Jun 28, 2023Jun 28, 2023

The “syringe tides”—waves of used hypodermic needles, washing up on land—terrified beachgoers of the late 1980s. Their disturbing lesson was ignored.

The first tide of syringes washed ashore on Thursday, August 13, 1987. Hundreds of unmarked hypodermic needles spilled out of the surf that afternoon, accompanied by vials and prescription bottles, along a 50-mile stretch of New Jersey beaches during peak tourist season. By the next morning, New Jersey Governor Thomas Kean, an environmentalist Republican with national ambitions, was aloft in a helicopter surveying the floating slick of medical waste and other garbage that now stretched from Manasquan to Atlantic City. Disembarking onto Island Beach State Park for a press conference, Kean vowed in front of a huddle of news cameras that New Jersey would join legal action to “sue in federal court to have the guilty party pay every penny of damage that this tide of garbage has caused.”
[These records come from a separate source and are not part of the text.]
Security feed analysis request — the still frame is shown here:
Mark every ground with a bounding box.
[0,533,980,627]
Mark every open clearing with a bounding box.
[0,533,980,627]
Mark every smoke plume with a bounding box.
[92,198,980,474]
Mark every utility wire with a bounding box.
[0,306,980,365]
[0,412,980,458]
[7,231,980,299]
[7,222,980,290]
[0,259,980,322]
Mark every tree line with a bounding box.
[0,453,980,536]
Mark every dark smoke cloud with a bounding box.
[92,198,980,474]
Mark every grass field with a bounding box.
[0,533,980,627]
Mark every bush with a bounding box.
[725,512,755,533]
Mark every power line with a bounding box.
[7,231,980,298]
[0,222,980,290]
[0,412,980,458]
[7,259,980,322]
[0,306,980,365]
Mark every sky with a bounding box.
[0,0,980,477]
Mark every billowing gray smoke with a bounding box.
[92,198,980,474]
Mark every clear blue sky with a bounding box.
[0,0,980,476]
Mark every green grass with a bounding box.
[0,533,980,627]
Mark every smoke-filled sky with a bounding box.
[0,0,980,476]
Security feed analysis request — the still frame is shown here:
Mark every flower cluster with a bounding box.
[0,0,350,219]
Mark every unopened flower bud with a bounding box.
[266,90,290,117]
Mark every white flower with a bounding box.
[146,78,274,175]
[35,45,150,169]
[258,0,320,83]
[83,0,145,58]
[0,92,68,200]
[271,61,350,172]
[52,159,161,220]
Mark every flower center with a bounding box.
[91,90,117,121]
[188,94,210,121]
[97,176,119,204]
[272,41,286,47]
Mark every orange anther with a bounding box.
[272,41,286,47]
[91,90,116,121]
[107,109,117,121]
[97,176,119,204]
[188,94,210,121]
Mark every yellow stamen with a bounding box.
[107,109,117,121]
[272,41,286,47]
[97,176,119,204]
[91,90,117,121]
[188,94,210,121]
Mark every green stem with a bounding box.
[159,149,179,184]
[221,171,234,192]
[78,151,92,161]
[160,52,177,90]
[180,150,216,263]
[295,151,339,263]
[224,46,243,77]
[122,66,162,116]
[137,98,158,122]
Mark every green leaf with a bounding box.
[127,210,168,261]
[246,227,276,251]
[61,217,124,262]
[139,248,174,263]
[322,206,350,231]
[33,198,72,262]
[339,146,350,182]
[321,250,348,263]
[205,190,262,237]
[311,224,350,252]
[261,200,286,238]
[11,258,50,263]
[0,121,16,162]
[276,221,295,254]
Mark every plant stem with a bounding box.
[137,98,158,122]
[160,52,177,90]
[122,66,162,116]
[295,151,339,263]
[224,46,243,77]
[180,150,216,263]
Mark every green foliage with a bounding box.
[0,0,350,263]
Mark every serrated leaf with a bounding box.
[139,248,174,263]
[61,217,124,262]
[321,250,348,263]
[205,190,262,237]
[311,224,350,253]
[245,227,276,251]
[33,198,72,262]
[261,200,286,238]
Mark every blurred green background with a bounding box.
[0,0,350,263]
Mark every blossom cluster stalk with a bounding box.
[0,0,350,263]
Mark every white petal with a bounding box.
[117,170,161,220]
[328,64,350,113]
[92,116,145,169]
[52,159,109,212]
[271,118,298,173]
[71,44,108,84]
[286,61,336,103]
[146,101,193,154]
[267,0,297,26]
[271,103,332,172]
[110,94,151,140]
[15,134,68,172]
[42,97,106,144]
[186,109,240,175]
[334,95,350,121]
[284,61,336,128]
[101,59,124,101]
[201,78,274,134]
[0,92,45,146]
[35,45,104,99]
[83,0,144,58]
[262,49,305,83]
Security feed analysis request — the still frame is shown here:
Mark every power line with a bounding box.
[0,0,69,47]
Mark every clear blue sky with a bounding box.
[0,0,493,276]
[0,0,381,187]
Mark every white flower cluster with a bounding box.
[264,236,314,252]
New Jersey officials pointed eastward, across the water, toward Staten Island’s Fresh Kills landfill, the 2,200-acre disposal site whose mounds of garbage by then ranked among the largest man-made structures in history. Perhaps an inbound barge filled with trash had spilled. Perhaps a Gotham crime syndicate was luring hospitals into an illicit dumping scheme. Federal officials, including Samuel Alito, then the U.S. attorney for New Jersey, began preparing legal action. But New York City’s mayor, Ed Koch, said there wasn’t any proof that the ​​needles had washed over from his jurisdiction. New York, the Koch administration insisted, was “not missing any garbage.”

The legal battle ended a few months later, with a cash settlement and a technological fix. New York agreed to deploy a $6 million “superboom” with a 15-foot curtain in the water near the Fresh Kills landfill, to prevent its waste from floating over to New Jersey. But the settlement only skimmed the surface of a deeper panic. Some of the beached syringes had visible residues of blood and other bodily fluids. A few tested positive for hepatitis—or for what was known then only as “the AIDS virus.” In October, Senator Frank Lautenberg of New Jersey welcomed his colleagues to a special Senate hearing in Atlantic City at which more syringes were on display, along with the evocative story of a 3-year old boy whose foot was punctured when he stepped on one, leading to weeks of shots to stave off possible infection.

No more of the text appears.